The lawsuit was filed by Lyft driver Patrick Cotter, in September 2013, over allegations that while the company classified its drivers as independent contractors it treated them as employees, including taking 20 percent off their tips as an “administrative fee”, a violation of California labor laws.
Further, Cotter claimed in the suit that Lyft required inspection of drivers’ personal cars and insurance policies, and that the company maintained the right to fire drivers, and enforced mandatory policies and training, all of which is treatment more befitting employees than contractors under California law.
The suit was initially proposed as a nationwide class action but was later changed to cover drivers in California only, court records show.
Additionally, the settlement agreement stipulates that Lyft create a “favorite” driver option in which riders can designate their preferred drivers, and, as such, give them additional benefits. Further, because Lyft has surrendered its at-will termination right, drivers will now be able to turn down rides without fear of their account being deactivated, the settlement motion states.
Well done.
The next settlement hearing will be on February 18, 2016. The case is Cotter et al. v. Lyft Inc. et al., case number 3:13-cv-04065, in the U.S. District Court for the Northern District of California.

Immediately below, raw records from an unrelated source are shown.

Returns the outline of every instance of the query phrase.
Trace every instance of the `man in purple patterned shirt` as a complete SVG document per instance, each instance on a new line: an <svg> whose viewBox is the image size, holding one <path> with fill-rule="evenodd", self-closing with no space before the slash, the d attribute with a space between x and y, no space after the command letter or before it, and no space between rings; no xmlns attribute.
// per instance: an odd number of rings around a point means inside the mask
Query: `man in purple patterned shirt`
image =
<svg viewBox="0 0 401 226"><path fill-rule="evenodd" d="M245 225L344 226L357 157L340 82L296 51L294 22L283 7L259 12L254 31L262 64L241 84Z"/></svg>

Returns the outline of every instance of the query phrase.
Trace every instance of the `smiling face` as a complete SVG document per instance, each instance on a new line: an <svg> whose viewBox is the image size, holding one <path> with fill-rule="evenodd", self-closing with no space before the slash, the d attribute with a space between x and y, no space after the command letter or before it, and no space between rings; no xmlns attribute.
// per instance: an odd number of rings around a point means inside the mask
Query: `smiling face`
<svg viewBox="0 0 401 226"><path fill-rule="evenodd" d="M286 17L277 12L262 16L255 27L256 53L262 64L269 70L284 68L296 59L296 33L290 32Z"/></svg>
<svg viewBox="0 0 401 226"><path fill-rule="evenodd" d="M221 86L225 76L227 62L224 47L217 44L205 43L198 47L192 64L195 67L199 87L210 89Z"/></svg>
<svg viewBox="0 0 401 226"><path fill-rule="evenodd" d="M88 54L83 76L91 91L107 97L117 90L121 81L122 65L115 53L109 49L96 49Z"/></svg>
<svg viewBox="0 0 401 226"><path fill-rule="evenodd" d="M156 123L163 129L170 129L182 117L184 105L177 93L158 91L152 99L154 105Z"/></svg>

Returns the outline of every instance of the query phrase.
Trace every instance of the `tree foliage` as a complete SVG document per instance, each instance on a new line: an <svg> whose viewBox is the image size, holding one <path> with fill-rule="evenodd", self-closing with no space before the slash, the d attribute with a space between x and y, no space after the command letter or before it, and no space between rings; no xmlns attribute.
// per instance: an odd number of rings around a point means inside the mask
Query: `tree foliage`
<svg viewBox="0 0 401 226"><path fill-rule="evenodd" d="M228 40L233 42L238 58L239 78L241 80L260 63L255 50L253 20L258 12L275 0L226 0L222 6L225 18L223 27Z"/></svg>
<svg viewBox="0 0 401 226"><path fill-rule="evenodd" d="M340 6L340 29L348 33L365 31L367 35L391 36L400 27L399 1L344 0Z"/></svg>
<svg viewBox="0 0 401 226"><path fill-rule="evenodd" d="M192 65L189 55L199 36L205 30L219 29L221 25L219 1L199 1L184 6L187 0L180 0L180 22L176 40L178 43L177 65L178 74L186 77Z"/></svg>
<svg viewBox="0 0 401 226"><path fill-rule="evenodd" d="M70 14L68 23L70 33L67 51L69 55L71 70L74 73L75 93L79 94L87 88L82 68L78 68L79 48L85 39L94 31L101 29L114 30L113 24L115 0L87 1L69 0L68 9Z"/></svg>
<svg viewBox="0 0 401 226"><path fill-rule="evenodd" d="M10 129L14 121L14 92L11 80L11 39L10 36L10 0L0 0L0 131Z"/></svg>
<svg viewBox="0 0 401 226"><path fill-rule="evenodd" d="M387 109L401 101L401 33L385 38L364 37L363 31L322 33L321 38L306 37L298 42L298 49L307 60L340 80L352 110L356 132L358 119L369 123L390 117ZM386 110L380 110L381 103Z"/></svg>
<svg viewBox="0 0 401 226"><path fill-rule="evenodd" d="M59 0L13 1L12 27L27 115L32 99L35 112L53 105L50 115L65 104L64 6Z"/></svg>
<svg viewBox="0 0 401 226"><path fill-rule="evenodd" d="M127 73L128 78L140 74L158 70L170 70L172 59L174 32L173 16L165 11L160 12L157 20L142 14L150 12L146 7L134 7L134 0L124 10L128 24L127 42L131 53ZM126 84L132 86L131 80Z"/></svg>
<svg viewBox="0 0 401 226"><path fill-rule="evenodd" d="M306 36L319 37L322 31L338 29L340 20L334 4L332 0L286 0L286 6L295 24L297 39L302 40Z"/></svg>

Ok—So that’s a wrap folks… Happy Friday…See you at the Bar!
While the Lyft drivers may feel “lifted” and get some “minor” relief from this settlement, this settlement further clouds the independent contractor/employee status as defined by a federal agency, the IRS. As such this settlement is breaking federal law that defines worker classification. Clearly the direction and control exercised by Lyft requires dirvers to be classified as employees.
The fact that Ms. Riordan’s firm agreed to settle for such a small amount is because they didn’t want to go through the expense of individual arbitrations (unlike Uber’s case and arguments) and should be addressed by the courts as possibly criminal. It appears Ms. Riordan would rather focus on the Uber class action suit. The court has made it easier for her to go after Uber by striking down the poorly written arbitration language in the Uber driver contract.
There have been great abuses by Lyft as well as Uber. What independent business owner has no say in the price he/she charges for services? Or has no say in what markets they are willing to drive to/from?
Price per mils is being driven ridiculously low, so Lyft and Uber can establish market dominance. Exercising these types of control over their drivers is a shady are in which the driver is no longer an independent contractor able to determine when and how they accept jobs, which makes them employees.